Подтверждая свои слова, лекарь обнюхал бинты и культю.

– Понюхайте, мсье, – сказал он, поднося бинты Хорнблауэру под нос.

Хорнблауэр ощутил слабый запах тления.

– Ведь правда, замечательно пахнет? – спросил лекарь. – Дивная, здоровая рана, и по всем признакам лигатуры скоро отойдут.

Хорнблауэр понял, что две черные нитки – привязанные к двум главным артериям лигатуры: когда концы артерий разложатся и нитки отойдут, рана сможет затянуться. Вопрос, что произойдет быстрее – перегниют артерии или возникнет гангрена?

– Я проверю, не свободны ли еще лигатуры. Предупредите вашего друга, что сейчас ему будет больно.

Хорнблауэр взглянул Бушу в лицо, чтобы перевести, и вздрогнул, увидев, что оно перекошено страхом.

– Я знаю, – сказал Буш. – Я знаю, что он будет делать… сэр.

Он добавил «сэр» чуть запоздало – явный знак внутреннего напряжения. Руки его вцепились в одеяло, губы были сжаты, глаза – закрыты.

– Я готов, – произнес он сквозь зубы.

Лекарь сильно потянул за нить, Буш дернулся. Лекарь потянул за вторую.

– А-а-а… – выдохнул Буш. Лицо его покрылось потом.

– Почти свободны, – заключил лекарь. – Ваш друг скоро поправится. Сейчас мы его опять забинтуем. Так. Так.

Ловкими короткими пальцами он перевязал обрубок, надел на место корзинку и прикрыл одеялом.

– Спасибо, господа, – сказал он, вставая и обтирая руки одна о другую. – Я зайду утром. – И вышел.

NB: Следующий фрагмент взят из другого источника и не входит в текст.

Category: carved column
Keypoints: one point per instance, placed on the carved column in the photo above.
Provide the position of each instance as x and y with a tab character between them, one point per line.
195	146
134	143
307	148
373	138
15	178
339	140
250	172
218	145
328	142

– Может, вам лучше сесть, сэр? – Голос Брауна доносился как бы издалека. Комната плыла. Хорнблауэр сел. Туман перед глазами начал рассеиваться. Хорнблауэр увидел, что Буш, откинувшись на подушку, пытается улыбнуться, а честное лицо Брауна выражает крайнюю озабоченность.

– Ужас как вы выглядели, сэр. Небось проголодались, сэр, еще бы, не ели с самого утра.

Браун тактично приписал его обморок голоду, а не постыдной боязни ран и страданий.

– Похоже, ужин несут, – прохрипел с носилок Буш, словно тоже участвовал в заговоре.

Звеня шпорами, вошел сержант, за ним две служанки с подносами. Не поднимая глаз, женщины накрыли на стол и так же с опущенными глазами вышли. Впрочем, когда Браун многозначительно кашлянул, одна легонько улыбнулась, но сержант уже сердито замахал рукой. Обозрев напоследок комнату, он захлопнул дверь и загремел ключами в запорах.

– Суп, – сказал Хорнблауэр, заглядывая в супницу, от которой поднимался дразнящий дымок. – А тут, я полагаю, тушеное мясо.

Подтверждалась его догадка, что французы питаются исключительно супом и тушеным мясом – вульгарному мифу о лягушках и улитках он не доверял.

– Бульона поедите, Буш? – спросил он, стараясь за разговорчивостью скрыть накатившее отчаяние. – Бокал вина? Наклейки нет, но будем надеяться на лучшее.

– Небось их поносный кларет, – проворчал Буш.

За восемнадцать лет войны с Францией большинство англичан уверилось, что пить можно только портвейн, херес и мадеру, а французы употребляют исключительно кларет, от которого у человека непривычного случается несварение желудка.

– Посмотрим, – сказал Хорнблауэр бодро. – Давайте сперва немного вас приподнимем.